In his note, Thompson explained that he was 17 years past age 50, which is all he’d expected. I turn 50 next month. Who knows how much time life will afford me after that — or any of us. What mark are we leaving behind?

On Friday, I called Douglas Brinkley, the Rice historian who edited Thompson’s astounding collection of letters. Sixteen years? Can you believe it? I said. Then I asked how he saw Thompson’s legacy.

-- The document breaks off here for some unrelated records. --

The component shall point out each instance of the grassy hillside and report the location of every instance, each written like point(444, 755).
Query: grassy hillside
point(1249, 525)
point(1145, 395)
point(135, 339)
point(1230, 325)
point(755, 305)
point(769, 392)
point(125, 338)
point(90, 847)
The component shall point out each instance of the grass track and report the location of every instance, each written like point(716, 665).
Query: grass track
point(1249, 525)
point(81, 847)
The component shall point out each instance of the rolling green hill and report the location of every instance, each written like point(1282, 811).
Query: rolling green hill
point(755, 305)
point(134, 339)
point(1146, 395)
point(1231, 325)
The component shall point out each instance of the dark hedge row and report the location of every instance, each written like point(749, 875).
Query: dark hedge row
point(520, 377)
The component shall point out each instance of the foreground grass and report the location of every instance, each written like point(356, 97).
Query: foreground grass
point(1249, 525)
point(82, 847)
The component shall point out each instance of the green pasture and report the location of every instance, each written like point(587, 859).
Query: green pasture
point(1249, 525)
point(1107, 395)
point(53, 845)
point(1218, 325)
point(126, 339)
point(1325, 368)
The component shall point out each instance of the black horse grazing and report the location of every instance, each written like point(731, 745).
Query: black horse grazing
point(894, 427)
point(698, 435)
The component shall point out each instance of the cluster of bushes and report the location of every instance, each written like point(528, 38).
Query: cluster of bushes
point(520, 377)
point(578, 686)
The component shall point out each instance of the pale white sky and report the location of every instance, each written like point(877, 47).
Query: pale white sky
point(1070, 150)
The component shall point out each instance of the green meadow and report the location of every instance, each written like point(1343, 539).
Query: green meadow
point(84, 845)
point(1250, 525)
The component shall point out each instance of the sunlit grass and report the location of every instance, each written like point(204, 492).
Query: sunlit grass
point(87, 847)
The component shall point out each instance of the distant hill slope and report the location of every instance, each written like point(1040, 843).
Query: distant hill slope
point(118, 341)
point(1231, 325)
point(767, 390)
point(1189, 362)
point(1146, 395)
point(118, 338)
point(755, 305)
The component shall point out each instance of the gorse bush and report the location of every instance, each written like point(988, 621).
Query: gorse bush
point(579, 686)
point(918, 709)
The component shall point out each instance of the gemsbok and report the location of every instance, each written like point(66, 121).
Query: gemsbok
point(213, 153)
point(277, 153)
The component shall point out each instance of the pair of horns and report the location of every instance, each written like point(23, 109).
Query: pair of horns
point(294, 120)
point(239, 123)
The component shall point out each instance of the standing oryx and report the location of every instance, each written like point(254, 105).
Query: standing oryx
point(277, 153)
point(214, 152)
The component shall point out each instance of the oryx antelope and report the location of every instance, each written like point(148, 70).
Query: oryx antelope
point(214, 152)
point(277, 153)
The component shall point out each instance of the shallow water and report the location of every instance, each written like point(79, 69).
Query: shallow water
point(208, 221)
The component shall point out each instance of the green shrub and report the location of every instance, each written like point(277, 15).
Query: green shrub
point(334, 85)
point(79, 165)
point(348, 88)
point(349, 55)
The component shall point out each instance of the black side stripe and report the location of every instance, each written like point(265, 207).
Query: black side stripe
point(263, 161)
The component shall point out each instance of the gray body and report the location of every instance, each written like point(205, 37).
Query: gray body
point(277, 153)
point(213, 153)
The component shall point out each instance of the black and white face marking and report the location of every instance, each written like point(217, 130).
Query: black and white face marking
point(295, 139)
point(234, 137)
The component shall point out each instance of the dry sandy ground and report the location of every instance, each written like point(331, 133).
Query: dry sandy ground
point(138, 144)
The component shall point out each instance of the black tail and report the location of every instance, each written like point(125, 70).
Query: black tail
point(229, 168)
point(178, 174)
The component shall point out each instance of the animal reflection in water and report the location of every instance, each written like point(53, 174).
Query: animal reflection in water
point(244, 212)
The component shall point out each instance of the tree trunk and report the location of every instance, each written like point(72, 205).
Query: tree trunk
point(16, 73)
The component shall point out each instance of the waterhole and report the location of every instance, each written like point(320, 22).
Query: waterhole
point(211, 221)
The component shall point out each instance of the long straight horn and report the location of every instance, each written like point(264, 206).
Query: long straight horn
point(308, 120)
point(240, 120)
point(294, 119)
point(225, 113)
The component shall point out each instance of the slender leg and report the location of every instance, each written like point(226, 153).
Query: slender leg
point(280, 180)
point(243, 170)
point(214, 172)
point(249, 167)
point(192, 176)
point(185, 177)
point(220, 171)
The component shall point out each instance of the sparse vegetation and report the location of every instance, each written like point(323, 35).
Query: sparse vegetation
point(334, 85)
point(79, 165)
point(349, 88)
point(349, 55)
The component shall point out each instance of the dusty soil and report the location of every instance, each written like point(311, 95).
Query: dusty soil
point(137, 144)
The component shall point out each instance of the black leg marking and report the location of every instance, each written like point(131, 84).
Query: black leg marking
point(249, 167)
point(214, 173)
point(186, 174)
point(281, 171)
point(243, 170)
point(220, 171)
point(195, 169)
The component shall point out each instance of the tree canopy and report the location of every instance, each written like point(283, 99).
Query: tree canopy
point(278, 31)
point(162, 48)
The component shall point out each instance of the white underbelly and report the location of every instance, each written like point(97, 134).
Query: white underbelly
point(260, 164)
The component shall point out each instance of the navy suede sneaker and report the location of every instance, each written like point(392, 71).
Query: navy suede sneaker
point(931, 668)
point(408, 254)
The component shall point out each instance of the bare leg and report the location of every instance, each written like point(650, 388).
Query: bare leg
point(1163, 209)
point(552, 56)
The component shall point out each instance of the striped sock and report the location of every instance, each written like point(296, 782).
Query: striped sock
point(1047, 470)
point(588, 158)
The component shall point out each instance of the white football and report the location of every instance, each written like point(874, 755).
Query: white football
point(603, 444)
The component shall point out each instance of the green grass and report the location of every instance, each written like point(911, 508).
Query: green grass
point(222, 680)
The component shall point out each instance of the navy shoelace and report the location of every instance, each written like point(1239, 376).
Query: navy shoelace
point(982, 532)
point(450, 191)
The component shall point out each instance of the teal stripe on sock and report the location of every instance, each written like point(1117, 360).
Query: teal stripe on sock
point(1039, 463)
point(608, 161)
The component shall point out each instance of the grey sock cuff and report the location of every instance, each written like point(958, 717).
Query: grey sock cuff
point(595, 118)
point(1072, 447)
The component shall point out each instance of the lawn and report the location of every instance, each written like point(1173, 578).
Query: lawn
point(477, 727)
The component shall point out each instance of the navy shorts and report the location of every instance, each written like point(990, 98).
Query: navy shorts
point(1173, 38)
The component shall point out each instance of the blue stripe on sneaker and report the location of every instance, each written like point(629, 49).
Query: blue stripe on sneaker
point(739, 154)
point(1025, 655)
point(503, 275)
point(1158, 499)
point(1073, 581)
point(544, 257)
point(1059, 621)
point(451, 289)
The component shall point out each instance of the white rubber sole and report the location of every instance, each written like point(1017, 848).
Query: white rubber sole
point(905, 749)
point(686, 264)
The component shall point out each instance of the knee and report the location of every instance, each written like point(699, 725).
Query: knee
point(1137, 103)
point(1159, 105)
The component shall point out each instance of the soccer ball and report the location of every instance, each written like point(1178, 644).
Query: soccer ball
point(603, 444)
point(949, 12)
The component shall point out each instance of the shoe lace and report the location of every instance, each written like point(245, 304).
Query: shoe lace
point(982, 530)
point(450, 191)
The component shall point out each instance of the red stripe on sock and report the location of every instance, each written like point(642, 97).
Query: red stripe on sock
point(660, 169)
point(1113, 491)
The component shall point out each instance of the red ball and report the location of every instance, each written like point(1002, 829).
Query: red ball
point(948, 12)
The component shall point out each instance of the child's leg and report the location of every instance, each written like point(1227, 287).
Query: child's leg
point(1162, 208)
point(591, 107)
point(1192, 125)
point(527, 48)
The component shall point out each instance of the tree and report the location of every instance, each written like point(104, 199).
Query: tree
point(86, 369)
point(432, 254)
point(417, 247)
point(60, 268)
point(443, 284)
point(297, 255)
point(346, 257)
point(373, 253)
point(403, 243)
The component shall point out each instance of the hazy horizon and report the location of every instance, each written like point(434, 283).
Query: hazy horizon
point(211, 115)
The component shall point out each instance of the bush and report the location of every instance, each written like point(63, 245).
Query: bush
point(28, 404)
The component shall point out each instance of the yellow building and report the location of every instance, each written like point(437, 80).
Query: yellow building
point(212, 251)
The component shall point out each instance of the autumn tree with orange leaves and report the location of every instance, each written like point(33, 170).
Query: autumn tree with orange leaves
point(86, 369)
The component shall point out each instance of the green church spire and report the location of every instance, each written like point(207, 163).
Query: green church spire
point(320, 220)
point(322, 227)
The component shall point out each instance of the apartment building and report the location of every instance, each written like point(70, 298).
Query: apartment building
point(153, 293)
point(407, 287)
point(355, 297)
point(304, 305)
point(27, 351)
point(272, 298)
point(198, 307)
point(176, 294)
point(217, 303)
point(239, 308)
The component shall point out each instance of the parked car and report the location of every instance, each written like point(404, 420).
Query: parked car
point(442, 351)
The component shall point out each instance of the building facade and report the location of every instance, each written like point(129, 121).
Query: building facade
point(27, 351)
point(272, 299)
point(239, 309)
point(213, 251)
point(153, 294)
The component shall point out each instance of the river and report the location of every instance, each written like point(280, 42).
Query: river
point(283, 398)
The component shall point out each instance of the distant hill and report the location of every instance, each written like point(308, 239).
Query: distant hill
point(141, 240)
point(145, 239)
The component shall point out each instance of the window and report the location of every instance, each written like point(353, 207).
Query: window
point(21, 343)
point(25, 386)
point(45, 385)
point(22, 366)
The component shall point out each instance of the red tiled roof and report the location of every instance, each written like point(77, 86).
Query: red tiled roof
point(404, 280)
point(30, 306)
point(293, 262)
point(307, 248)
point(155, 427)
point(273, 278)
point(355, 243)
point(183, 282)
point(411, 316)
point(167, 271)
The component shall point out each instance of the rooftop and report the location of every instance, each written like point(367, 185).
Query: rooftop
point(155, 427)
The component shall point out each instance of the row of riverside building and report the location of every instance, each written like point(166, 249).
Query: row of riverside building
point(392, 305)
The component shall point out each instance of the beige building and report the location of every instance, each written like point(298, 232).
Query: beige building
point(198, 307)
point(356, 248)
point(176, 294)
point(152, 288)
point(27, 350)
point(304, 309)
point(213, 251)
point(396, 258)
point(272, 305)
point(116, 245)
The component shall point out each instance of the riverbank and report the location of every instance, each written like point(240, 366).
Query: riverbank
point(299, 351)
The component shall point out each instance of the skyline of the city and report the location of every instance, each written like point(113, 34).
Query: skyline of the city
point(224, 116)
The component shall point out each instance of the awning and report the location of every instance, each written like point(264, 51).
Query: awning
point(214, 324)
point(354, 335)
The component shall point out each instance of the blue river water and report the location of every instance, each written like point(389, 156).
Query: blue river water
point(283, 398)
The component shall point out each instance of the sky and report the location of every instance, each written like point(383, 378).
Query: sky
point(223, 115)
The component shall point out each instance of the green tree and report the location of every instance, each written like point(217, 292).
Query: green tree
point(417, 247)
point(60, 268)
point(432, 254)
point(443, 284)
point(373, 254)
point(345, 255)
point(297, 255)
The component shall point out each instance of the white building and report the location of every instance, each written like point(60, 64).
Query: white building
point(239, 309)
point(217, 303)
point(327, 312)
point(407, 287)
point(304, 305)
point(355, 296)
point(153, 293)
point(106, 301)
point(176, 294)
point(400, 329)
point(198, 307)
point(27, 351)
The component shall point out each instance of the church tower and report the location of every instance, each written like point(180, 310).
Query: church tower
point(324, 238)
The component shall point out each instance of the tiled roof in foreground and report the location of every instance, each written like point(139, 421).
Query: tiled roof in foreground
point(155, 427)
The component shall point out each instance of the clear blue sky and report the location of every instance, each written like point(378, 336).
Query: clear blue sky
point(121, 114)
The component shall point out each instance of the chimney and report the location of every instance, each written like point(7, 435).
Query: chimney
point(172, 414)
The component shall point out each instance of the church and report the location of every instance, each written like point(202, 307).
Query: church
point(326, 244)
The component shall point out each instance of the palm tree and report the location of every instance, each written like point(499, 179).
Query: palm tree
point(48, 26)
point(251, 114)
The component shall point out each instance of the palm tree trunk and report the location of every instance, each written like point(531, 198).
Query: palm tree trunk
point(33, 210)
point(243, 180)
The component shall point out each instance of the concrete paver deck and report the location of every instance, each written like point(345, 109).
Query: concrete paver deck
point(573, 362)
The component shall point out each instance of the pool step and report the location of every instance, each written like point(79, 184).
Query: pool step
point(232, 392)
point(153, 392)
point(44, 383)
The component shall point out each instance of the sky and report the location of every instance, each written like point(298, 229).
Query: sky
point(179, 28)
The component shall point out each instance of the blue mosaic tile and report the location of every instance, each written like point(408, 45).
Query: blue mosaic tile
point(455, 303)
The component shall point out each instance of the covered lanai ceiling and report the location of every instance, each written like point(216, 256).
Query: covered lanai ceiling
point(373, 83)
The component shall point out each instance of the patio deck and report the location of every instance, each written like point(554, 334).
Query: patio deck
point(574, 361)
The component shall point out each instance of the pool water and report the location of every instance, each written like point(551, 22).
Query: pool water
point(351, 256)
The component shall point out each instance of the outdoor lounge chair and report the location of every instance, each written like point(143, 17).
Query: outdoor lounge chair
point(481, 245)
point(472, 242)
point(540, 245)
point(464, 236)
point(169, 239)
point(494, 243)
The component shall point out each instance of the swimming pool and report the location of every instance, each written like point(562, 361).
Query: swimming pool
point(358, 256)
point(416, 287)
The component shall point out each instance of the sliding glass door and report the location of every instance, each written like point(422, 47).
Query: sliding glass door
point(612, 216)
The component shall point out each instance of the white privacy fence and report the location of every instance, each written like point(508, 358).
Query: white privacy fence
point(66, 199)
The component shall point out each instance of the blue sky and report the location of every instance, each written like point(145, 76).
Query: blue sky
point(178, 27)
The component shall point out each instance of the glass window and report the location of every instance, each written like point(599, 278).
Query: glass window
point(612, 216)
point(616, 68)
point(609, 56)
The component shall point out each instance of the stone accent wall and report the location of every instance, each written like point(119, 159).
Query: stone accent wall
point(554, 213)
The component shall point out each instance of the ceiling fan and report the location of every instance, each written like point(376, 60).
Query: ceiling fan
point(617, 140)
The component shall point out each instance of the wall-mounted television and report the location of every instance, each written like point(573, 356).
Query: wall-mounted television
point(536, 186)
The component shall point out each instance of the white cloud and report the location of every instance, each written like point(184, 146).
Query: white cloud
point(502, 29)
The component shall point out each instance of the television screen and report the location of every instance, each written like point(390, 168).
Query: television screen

“Our American culture misses the voice of Hunter Thompson,” Brinkley said. “His voice was so hilarious and frank and doomsday-focused. He would have been a perfect oracle in 2020. He was neither Democratic nor Republican. He was an independen­t, a maverick voice and I think that’s part of his appeal.” Doomsday prose. He had a knack for it. “Who knows?” Thompson wrote in 1988’s “Generation of Swine.” “If there is in fact, a heaven and a hell, all we know for sure is that hell will be a viciously overcrowde­d version of Phoenix — a clean well lighted place full of sunshine and bromides and fast cars where almost everybody seems vaguely happy, except those who know in their hearts what is missing... And being driven slowly and quietly into the kind of terminal craziness that comes with finally understand­ing that the one thing you want is not there. Missing. Back-ordered. No tengo. Vaya con dios. Grow up! Small is better. Take what you can get...”

Take what you can get. What option did he leave us? We had 67 years of Thompson. It’ll have to do.

Besides, as Brinkley reminded me, writers leave behind so much of themselves. Thompson was far from perfect. The more I learned about him, the more times I met him, the more difficult he appeared to me. He gave both fans and critics reasons aplenty to overlook his genius, and they often did. On stage, he frequently played up his fascinatio­n with guns and drugs.

Behind all that buffoonery, though, was a writer’s writer, an obsessive stylist who insisted on both rhythm and meaning in his work.

Besides, despite all the grating showmanshi­p of his latter years, he knew himself pretty well — and what he was after. He’s gone now, but he’s still having the last word.

“Maybe,” he wrote in 1988, “this is all pure gibberish — a product of the demented imaginatio­n of a lazy drunken hillbilly with a heart full of hate who has found a way to live out where the real winds blow — to sleep late, have fun, get wild, drink whisky, and drive fast on empty streets with nothing in mind except falling in love and not getting arrested.”